Cristina fez campanha desfilando uma economia em crescimento interrupto desde que o casal chegou à Casa Rosada, em 2003 — com exceção de 2008. Para completar, escolheu o jovem ministro da Economia, Amado Boudou, como seu novo vice. Também apostou nos programas sociais e consolidou sua popularidade. Com uma mensagem concisa e discreta, sem dar entrevistas nem participar de debates, ela ganhou votos não apenas entre os mais pobres, mas também na classe média e entre os jovens.

No mandato que começa em dezembro, a presidente deve continuar a apostar nas estratégias do último ano de governo. Com a Casa Rosada fortalecida, os argentinos aguardam possíveis mudanças no governo. "É um momento importante, e ela precisa de uma boa diretriz. Especula-se muito sobre qual caminho ela vai seguir, se vai ter um tom mais conciliador com a oposição e com alguns setores, como os meios de comunicação, ou se vai apegar-se a questões menores. Isso deve ser definido já nos próximos dias, com a formação da nova equipe", diz Ayerbe.

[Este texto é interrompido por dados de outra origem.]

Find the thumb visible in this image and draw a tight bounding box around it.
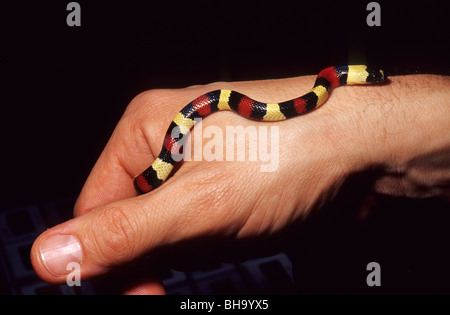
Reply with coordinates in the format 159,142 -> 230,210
30,170 -> 240,283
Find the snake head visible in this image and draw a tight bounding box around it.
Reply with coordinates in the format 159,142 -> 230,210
366,68 -> 387,84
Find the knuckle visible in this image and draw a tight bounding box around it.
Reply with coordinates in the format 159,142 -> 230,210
185,81 -> 228,91
89,206 -> 138,264
202,81 -> 233,92
125,89 -> 165,117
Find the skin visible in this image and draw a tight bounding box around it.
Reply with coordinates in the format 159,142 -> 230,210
30,73 -> 450,294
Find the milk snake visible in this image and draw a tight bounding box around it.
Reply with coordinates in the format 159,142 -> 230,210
133,65 -> 386,194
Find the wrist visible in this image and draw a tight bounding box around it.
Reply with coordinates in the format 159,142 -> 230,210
334,74 -> 450,198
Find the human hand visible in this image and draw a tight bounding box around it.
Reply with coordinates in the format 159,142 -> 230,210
30,73 -> 450,294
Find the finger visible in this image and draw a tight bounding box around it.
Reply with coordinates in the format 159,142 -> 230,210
122,280 -> 166,295
74,152 -> 137,216
86,255 -> 167,295
73,121 -> 154,216
93,255 -> 167,295
31,166 -> 244,284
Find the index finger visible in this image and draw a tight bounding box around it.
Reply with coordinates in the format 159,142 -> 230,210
73,96 -> 157,216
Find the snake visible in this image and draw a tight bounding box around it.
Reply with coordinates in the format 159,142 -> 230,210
133,65 -> 386,194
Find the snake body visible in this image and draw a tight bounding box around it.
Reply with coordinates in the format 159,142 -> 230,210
134,65 -> 386,194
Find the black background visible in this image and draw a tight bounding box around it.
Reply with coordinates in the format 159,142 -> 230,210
1,0 -> 450,294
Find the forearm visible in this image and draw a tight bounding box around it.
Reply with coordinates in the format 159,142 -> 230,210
330,74 -> 450,199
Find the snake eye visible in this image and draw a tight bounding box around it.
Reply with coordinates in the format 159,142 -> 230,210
366,69 -> 386,83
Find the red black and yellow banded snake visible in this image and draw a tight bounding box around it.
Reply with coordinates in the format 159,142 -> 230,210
133,65 -> 386,194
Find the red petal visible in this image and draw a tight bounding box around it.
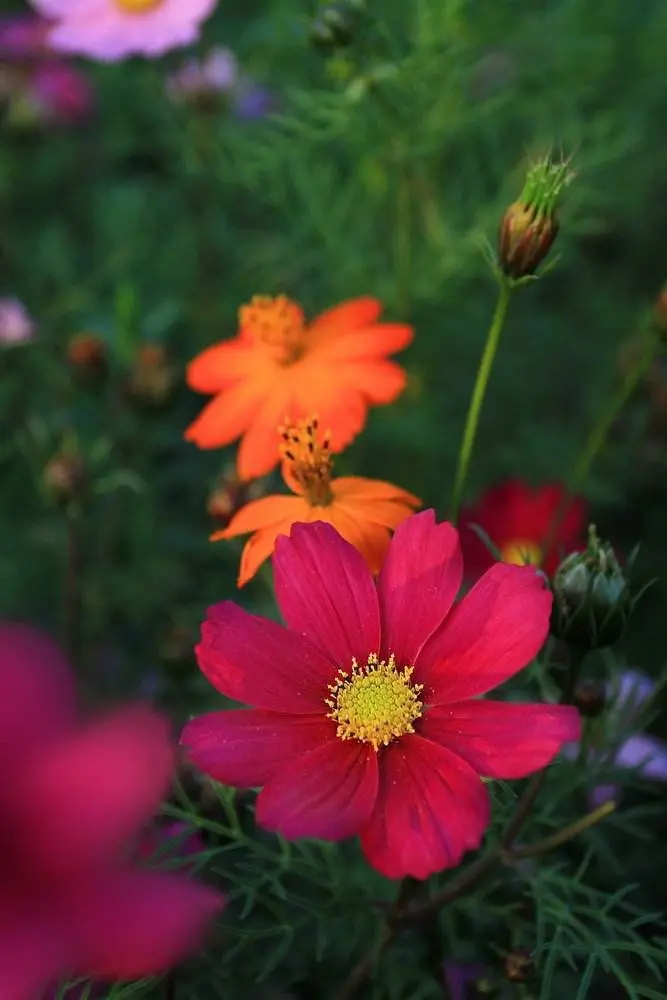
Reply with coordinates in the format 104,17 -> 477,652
257,739 -> 378,840
338,360 -> 408,404
310,324 -> 413,361
417,563 -> 551,703
67,871 -> 223,978
186,338 -> 258,392
17,707 -> 173,883
0,622 -> 75,765
421,701 -> 581,778
197,602 -> 336,712
236,377 -> 294,480
0,909 -> 66,1000
181,710 -> 333,787
184,377 -> 267,451
308,297 -> 383,346
359,736 -> 490,879
273,521 -> 381,666
377,511 -> 462,666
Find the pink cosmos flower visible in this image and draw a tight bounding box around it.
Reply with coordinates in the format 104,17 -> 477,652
25,61 -> 95,125
0,621 -> 223,1000
29,0 -> 218,62
0,298 -> 35,345
182,511 -> 580,880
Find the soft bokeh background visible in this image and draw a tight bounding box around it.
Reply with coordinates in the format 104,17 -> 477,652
3,0 -> 667,996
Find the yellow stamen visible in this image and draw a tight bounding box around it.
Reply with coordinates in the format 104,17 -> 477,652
326,653 -> 423,751
115,0 -> 163,12
239,294 -> 306,365
279,416 -> 334,505
500,539 -> 543,567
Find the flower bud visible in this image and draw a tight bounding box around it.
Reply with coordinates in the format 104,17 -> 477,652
551,526 -> 632,650
207,464 -> 269,529
498,155 -> 574,280
503,948 -> 534,983
573,678 -> 606,718
67,332 -> 107,379
43,449 -> 86,505
310,1 -> 364,51
653,284 -> 667,336
125,343 -> 177,409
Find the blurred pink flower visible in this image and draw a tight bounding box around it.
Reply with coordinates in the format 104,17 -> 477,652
0,14 -> 51,60
0,621 -> 223,1000
443,961 -> 489,1000
29,0 -> 218,62
0,298 -> 35,345
24,61 -> 95,125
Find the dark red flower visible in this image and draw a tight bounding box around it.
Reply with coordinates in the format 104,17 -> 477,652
460,480 -> 587,578
182,512 -> 580,880
0,622 -> 223,1000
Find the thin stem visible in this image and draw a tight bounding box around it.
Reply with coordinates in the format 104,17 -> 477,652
449,279 -> 512,521
541,334 -> 657,556
505,801 -> 615,861
63,506 -> 82,671
394,158 -> 412,318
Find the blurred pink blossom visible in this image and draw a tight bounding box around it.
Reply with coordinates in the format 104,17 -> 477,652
22,60 -> 95,125
0,14 -> 51,60
0,621 -> 223,1000
28,0 -> 218,62
0,298 -> 35,345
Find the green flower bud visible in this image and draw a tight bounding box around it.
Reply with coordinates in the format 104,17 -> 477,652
498,154 -> 574,280
551,525 -> 632,650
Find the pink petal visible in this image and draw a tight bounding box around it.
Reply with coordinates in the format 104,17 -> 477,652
257,739 -> 378,840
197,602 -> 335,713
359,736 -> 490,879
273,521 -> 381,666
417,563 -> 551,703
377,511 -> 462,665
67,871 -> 223,978
181,710 -> 333,788
17,707 -> 173,883
420,701 -> 581,778
0,621 -> 75,763
0,909 -> 66,1000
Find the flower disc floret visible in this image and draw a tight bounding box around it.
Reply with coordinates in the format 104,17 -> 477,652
500,539 -> 542,567
116,0 -> 162,11
239,294 -> 306,364
326,652 -> 423,750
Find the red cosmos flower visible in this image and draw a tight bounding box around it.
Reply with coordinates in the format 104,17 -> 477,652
0,622 -> 223,1000
460,480 -> 587,578
182,512 -> 580,880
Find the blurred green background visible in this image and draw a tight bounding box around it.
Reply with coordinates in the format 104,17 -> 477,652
2,0 -> 667,717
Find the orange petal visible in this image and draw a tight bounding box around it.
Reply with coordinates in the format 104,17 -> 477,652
288,367 -> 367,454
237,518 -> 303,586
308,297 -> 383,347
186,339 -> 260,392
236,376 -> 295,480
338,360 -> 408,404
310,323 -> 413,362
212,495 -> 307,540
185,378 -> 268,450
315,504 -> 392,575
333,476 -> 421,508
337,496 -> 419,531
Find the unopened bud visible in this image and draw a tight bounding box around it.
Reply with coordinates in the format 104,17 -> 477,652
310,1 -> 364,51
125,343 -> 177,409
551,525 -> 632,650
653,284 -> 667,336
67,332 -> 107,379
573,678 -> 606,718
498,155 -> 574,280
43,450 -> 86,504
503,948 -> 535,983
207,464 -> 269,529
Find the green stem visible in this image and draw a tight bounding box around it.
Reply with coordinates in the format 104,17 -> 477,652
541,334 -> 657,555
449,279 -> 512,521
505,801 -> 615,861
394,161 -> 412,318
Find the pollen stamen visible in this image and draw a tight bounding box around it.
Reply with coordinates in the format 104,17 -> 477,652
500,539 -> 543,567
279,416 -> 334,505
326,653 -> 423,751
239,294 -> 306,364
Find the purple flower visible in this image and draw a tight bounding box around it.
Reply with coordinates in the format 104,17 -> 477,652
0,298 -> 35,345
166,46 -> 276,120
568,669 -> 667,807
0,14 -> 50,61
443,961 -> 488,1000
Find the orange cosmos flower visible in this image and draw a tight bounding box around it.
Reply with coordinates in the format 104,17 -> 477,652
184,295 -> 413,480
213,416 -> 421,586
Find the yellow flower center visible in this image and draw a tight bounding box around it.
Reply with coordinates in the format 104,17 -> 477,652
326,653 -> 423,751
239,294 -> 306,365
500,539 -> 543,567
115,0 -> 163,12
279,416 -> 334,505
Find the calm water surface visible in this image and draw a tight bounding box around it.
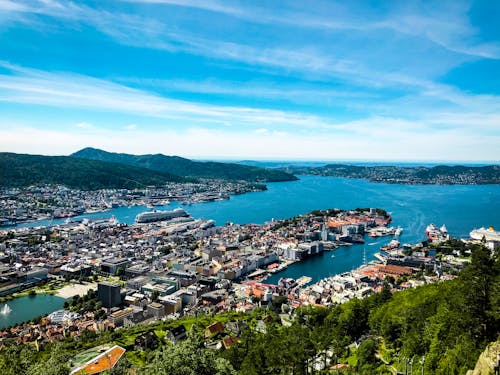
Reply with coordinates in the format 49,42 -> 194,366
0,294 -> 66,329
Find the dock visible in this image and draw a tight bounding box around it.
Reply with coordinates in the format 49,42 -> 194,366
296,276 -> 312,286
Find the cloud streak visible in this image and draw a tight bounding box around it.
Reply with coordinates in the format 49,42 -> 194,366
0,62 -> 339,130
124,0 -> 500,59
1,123 -> 498,162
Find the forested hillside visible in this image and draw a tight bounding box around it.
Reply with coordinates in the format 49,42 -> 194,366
0,152 -> 187,189
72,148 -> 298,182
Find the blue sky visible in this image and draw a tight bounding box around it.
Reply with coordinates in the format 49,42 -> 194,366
0,0 -> 499,161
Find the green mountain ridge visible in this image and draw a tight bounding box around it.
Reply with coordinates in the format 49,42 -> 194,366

Frente externa A política externa deve sofrer poucas alterações. "A Argentina vai continuar relativamente fechada e não deve ceder muito. Com o Brasil, devem persistir alguns problemas no Mercosul. É uma questão histórica, desde a época de Perón, de focalizar muito no desenvolvimento interno", aponta Moisés Marques, coordenador do curso de relações internacionais da Faculdade Santa Marcelina.

No discurso da vitória, Cristina fez questão de agradecer primeiramente à presidente Dilma Rousseff, "por suas doces palavras". A governante brasileira ligou para dar os parabéns à colega logo depois da divulgação parcial dos resultados e afirmou que pretende comparecer à posse, marcada para 10 de dezembro.